All night she stared at the back-to-school products that would soon go to suburban homes, used and useful, filled and fulfilled.
The notebook pages would be covered in the adorable pencil scrawl of children. The folders would embrace returned quizzes and assignments festooned with star stickers and "Great job!" stamps. The lunchboxes would feast on peanut butter sandwiches, applesauce pouches, and bags of baby carrots.
And the backpacks would be filled with all of these.
Imagining all their future made Jan feel empty inside. As a storefront display item, no child would loop keychains into her zippers. She wasn't to bring anyone delight or usefulness. Her whole being was relegated to the unfulfilling job of commerce.
"Don't be so droopy," said the hoodie underneath Jan. "Lighten up."
"We're never going to do what we were made for," said Jan. "Instead, I ended up in advertising."
"And what's wrong with that?"
"When you came off the factory line, full of fluff and dreams, did you picture yourself being worn by a lifeless dummy?"
"It was disappointing at first, but I have come to accept it and even to find something beautiful in it."
"What's beautiful about this?"
"All those hoodies there on the rack, they depend on me. If I don't do this job, no one knows the store sells hoodies so they don't come in to buy one. I'm providing for the future of my fellows. By giving up on my dreams, I'm enabling theirs."
Jan stared into the darkness. Could she ever come to believe that? Would such a thought ever succeed at stilling the ache inside, the longing to be filled with something real, the urge to go places, the yearning to live the life of a true backpack?
The next day, families came in droves. They bought folders, notebooks, pencil cases, markers, binders, shoes, and hoodies. They bought backpacks.
All that month, back-to-school inventory diminished, and so did Jan's spirits. She watched in painful silence as life passed her by.

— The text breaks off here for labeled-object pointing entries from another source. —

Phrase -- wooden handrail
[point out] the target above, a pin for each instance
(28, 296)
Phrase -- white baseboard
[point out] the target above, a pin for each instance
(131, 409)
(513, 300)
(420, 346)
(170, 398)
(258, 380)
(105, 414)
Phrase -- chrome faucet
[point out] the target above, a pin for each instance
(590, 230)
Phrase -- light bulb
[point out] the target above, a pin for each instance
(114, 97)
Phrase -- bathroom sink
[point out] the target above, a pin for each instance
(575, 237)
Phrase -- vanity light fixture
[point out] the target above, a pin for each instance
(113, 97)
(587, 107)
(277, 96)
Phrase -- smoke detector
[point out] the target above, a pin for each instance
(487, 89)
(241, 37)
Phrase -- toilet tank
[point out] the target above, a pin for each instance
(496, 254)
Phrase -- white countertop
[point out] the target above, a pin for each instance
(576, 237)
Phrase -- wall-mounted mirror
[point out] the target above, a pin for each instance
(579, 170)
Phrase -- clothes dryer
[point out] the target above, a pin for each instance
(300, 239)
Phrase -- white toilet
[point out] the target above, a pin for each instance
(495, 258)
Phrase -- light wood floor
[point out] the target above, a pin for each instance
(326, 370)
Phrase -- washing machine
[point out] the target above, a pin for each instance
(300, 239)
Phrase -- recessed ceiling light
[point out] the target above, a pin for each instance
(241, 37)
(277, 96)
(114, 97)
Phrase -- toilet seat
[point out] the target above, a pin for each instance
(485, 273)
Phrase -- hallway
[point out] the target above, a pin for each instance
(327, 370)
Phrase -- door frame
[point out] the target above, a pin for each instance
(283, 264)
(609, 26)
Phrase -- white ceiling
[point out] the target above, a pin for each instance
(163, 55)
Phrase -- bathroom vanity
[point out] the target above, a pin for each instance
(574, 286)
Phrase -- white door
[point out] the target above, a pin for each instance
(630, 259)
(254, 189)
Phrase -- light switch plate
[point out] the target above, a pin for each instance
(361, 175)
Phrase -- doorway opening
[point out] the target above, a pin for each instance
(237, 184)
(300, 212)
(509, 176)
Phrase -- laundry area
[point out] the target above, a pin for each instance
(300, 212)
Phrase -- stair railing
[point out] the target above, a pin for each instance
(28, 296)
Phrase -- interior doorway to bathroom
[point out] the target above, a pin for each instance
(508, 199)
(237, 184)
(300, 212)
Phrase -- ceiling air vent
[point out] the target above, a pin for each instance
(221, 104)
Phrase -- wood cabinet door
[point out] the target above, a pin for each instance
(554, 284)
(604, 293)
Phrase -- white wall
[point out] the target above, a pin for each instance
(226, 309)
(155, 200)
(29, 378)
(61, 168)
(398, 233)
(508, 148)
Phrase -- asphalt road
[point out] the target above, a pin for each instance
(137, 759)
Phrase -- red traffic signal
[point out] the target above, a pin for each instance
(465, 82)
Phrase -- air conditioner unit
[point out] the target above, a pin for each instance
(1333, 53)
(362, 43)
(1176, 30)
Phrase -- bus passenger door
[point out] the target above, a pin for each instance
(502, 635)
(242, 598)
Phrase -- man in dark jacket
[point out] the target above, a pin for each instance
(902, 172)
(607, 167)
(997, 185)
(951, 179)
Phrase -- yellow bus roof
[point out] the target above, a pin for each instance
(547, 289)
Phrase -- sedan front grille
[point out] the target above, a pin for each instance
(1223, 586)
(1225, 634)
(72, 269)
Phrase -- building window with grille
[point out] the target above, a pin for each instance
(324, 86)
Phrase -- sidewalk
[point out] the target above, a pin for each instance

One early morning, when the Halloween decorations were still up, employees started hauling prelit Christmas trees and inflatable lawn Santas into the back of the store. One of them took down the mannequins and stripped them to be reshod with cozy sweaters and scarves. Jan and the hoodie were thrown into a discount bin.
The hoodie was bought within a day. But anyone who needed a backpack already had one, and Jan was left to lie upside-down with the other unwanteds: out-of-style blouses, novelty kitchen gadgets, and DVDs from the early 00s.
She spent all winter in that bin, falling deeper below her neighbors and deeper into despair. Finally, she went into a kind of mental hibernation, for oblivion was preferred to the ever-present reminder of her uselessness.
She awoke with a start when the discount bin was emptied into trash bags and thrown into the back of a van.
After blindly traveling across town, dumped into another bin, this one with wheels, and processed from one pile to another, she found herself in a donations store—hanging on a rack!
All spring and into summer, Jan waited. No one was buying backpacks.
But as fall drew near, a little girl pointed at Jan and said, "This one, Mommy! It's pink!"
Jan was picked up, purchased, put on, and taken to preschool. The little girl filled her with not much at first: a blue folder and a pencil case. But they were real. And now, so was Jan.